Want to make me furious? Here’s a simple how-to guide:
- Call me on the phone about my child.
- Call her by the wrong name. Repeatedly. Do not apologize when I correct you (on the third mispronounciation).
- Ask me WHY today’s “incident” occurred, even though I wasn’t there, and you were.
- Ask me how to handle said incident, even though you have been teaching for…? What? Forty years??
- Speak of my child as though she is making your job so difficult, and you are weary of trying to bend her to your will.
- Complain about how much work it is to adapt the curriculum to meet her needs because she’s so much further advanced than the other students. (I really love this one. Because, I’ll be the first to tell you my kid’s exceptional. But I don’t believe for one second that she’s the only child this teacher has ever encountered who’s this smart. Puhleaze. Hello? Your job is to TEACH. Try it.)
- Ask me questions about her “condition” and “history” in such a way that makes it clear that you are hoping I’ll tell you none of this is your fault, but something inherently wrong with my child that no teacher could possibly manage.
- Point out–several times–that my child announced that I don’t have a job and we don’t have much money. Don’t show any sensitivity whatsoever to my embarrassment therein or the fact that “I AM SCREAMING FOR ATTENTION” is the only more attention-grabbing thing she could’ve chosen to say.
- Fumble to find something nice to say about my child. Come up with a feeble, “She reads all the time.” Less than a minute later, tell me that she reads too much.
- After we get off the phone and I call the ex and get my kid’s side of the story, let me find out that in the midst of this battle of the wills my child cried and the other children taunted her and called her a crybaby and you did NOTHING to stop them.

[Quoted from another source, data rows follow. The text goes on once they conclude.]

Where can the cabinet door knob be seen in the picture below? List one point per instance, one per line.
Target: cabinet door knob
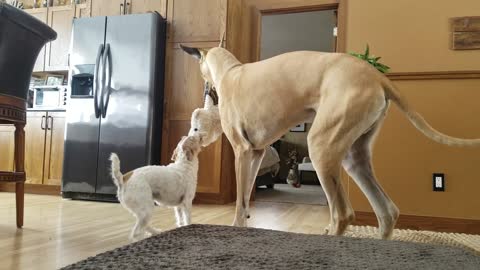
(50, 123)
(42, 124)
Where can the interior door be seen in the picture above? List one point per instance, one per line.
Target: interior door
(54, 145)
(82, 123)
(126, 128)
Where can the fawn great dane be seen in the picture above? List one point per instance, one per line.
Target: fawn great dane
(345, 99)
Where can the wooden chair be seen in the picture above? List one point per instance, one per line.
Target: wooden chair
(21, 39)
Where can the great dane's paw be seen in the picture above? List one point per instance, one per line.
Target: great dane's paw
(240, 223)
(326, 230)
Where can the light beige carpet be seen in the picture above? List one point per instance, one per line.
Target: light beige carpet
(467, 241)
(284, 193)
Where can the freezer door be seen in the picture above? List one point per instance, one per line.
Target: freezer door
(127, 104)
(83, 125)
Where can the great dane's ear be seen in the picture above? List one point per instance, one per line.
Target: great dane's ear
(195, 52)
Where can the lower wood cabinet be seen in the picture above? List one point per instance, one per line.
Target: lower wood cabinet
(44, 139)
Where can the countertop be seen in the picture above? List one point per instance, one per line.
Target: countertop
(45, 110)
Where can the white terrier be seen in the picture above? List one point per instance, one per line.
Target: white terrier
(173, 185)
(205, 122)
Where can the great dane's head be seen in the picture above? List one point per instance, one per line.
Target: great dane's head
(201, 55)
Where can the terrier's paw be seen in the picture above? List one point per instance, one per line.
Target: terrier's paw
(326, 230)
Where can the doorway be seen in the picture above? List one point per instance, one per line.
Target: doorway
(282, 32)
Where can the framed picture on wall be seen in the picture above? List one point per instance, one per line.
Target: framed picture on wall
(298, 128)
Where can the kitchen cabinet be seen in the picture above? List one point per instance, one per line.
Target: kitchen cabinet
(44, 147)
(54, 141)
(142, 6)
(123, 7)
(41, 14)
(82, 10)
(34, 146)
(7, 143)
(54, 55)
(107, 8)
(60, 19)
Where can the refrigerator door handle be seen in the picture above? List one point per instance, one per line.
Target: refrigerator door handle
(107, 79)
(96, 82)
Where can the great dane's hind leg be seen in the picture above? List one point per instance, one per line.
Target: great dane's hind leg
(337, 125)
(358, 164)
(327, 162)
(247, 164)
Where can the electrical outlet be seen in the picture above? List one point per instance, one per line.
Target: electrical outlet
(438, 182)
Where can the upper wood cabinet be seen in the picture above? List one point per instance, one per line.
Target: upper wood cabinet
(60, 19)
(54, 55)
(82, 10)
(54, 143)
(193, 21)
(142, 6)
(41, 14)
(123, 7)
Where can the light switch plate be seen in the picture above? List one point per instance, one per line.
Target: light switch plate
(438, 182)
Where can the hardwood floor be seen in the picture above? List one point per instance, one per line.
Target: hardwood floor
(58, 232)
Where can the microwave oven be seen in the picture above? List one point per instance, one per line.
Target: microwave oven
(49, 97)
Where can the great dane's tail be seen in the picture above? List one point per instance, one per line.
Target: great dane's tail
(419, 122)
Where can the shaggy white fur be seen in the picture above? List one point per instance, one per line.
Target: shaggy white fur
(206, 122)
(173, 185)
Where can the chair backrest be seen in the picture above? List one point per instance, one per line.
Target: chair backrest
(22, 36)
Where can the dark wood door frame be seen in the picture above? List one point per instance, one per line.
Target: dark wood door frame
(244, 22)
(242, 39)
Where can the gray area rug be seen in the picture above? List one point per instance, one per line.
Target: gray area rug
(225, 247)
(284, 193)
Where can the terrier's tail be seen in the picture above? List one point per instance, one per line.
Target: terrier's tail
(116, 174)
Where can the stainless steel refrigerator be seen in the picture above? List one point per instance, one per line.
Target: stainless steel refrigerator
(115, 100)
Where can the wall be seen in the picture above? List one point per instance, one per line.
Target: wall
(413, 36)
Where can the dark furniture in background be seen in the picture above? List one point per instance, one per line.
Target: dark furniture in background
(21, 39)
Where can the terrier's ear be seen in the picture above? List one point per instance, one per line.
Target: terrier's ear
(174, 155)
(189, 153)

Yeah, I know you’re close to retirement. I know you probably picked first grade because it’s generally easy. My child deserves an education as much as every other child in that room, and she deserves for you to KNOW HER NAME and treat her LIKE SHE MATTERS. She doesn’t like you much and I don’t blame her one bit. Get off your lazy rear, put away your cookie cutters, and do your job! Maybe if she stops getting the vibe that you find her exasperating, she’ll behave for you.
By the way? Check her folder for the letter I just wrote you. I look forward to our meeting with the principal. I suggest you bring a lot of duct tape with you, so that you can later reattach your head. Or is that your ass? It’s just so hard to tell.